There are concerns in Alaska that the change in ownership and in operations management might cause a delay in the development decision for Pikka that had been planned for late this year.Tom Stokes, director of Alaska’s Division of Oil and Gas, said neither company has reached out to the state, which is the landowner at Pikka, regarding plans for the project.
The division is currently engaged in permitting a seawater injection plant for Pikka with permits due to issued this fall and that process remains on track so far, Stokes said in an email.Oil Search hopes for a Final Investment Decision for an initial development of Pikka late this year,but the company has also been looking for additional investors, spokesperson Amy Burnett said in an email.”The Pikka project is ready for FID from a technical perspective and we are continuing to pursue a variety of funding opportunities,” she said.
If developed, Pikka could produce about 80,000 barrels per day in an initial production project and 120,000 barrels per day when the project is fully developed.
If an FID is made in late 2021 the initial phase of the project could be producing by 2025, Oil Search has said previously.
Pikka is near the Colville River and the producing Alpine oil field on the North Slope, and west of the Kuparuk River and Prudhoe Bay fields.
Oil Search has already done substantial work in developing Pikka including drilling wells and constructing the initial gravel roads and pad needed for the initial phase.
The project is one of two new developments on the slope that could make a substantial contribution to oil production and oil “throughput” for the Trans Alaska Pipeline System, or TAPS.

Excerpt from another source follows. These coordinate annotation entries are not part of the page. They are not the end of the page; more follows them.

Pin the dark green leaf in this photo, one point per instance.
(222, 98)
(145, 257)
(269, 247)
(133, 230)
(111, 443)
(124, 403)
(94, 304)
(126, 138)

The other project is Willow, planned by ConocoPhillips in the National Petroleum Reserve several miles west of where Pikka would be developed.
If both are fully developed it would add over 300,000 barrels per day of new oil moving through TAPS. The pipeline is now transporting less than 500,000 barrels per day, about one-fourth of its original design capacity of 2 million barrels per day.
Under the merger proposal Oil Search shareholders will receive 0.6275 new Santos shares for each Oil Search share held. “Following approval of the merger Oil Search shareholders will own approximately 38.5 per cent of the merged group and Santos shareholders will own approximately 61.5 per cent,” Santos said in its announcement.“The Board of Oil Search has confirmed that, subject to the completion of confirmatory due diligence and the agreement of a binding Merger Implementation Agreement, their intention is to unanimously recommend the Merger Proposal, in the absence of a superior proposal,” Santos said in a press release.